Shop should be held accountable for cut brake lines
Friday, February 10, 2006
Dear Tom and Ray: My local repair shop is trying to get me to pay almost $900 for a new brake line on my Volvo S80. The brake line failed because the transmission cut it. I lost my brakes and ended up hitting a bush in my driveway -- thank goodness that was it! A month prior, the shop had forgotten to put back four large bolts that hold the engine, transmission and front suspension to the unit body. I think that while the transmission was clunking around from them leaving the bolts out, the line was damaged. But they aren't up. So who do I call for a professional opinion? I have pictures of the loose sub-frame. What's your opinion of who should pay for the brake line?
Tom: The shop should pay for it.
Ray: I don't think Volvo even made the S80 until 1999 or thereabouts, so the car can't be more than seven years old. I can't remember seeing a Volvo in the shop with a bad brake line after only seven years. Fifteen years, maybe.
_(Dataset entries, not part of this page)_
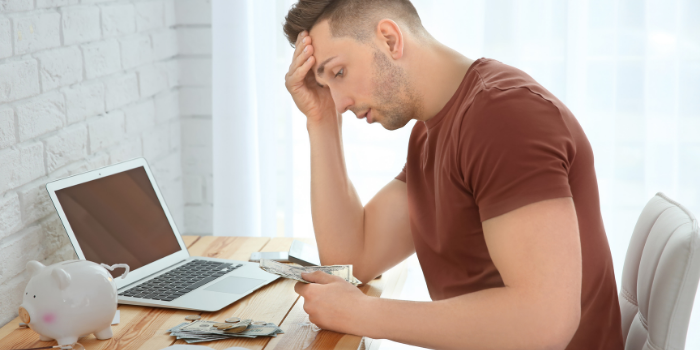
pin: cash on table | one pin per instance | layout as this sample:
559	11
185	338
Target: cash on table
294	272
203	331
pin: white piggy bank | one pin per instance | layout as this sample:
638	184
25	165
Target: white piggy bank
70	299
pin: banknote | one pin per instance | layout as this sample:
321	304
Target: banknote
294	272
206	328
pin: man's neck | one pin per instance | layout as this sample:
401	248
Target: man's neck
437	73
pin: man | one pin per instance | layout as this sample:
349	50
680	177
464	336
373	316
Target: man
498	197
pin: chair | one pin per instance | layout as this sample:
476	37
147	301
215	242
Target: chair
660	277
Tom: Besides, when the brake lines do fail, they fail because they corrode. So you can see the stainless-steel line rotting or rusting away -- you don't see it cut.
Ray: I think it's pretty clear that their negligence in forgetting to tighten the sub-frame is what led to the rupture of the brake lines. Now, if they deny that they left the sub-frame loose, that's another matter. But if you have photographic proof that the bolts were missing and a repair order that shows that they had reason to remove those bolts a month earlier, I'd say you have pretty darned good circumstantial evidence.
Tom: You can always take them to small-claims court. But before you do that, go to a Volvo dealer and ask for his opinion. Ask him to examine the car and tell you whether the damage appears to be from normal wear and tear or from some sort of repair-shop error. Get his opinion in writing. And offer to pay him his regular labor rate for his time -- that's only fair.
Ray: Assuming he agrees with us, take your written "evidence" from Volvo, along with your 6-by-9-inch color, glossy photos of the loose sub-frame with the circles and arrows on the back to your local shop, and see if you can persuade the owner to do the right thing.
Tom: He won't like the idea of eating the cost, but tough. He screwed it up. When you screw something up, you have to make it right. Trust me. This is something with which I have extensive experience!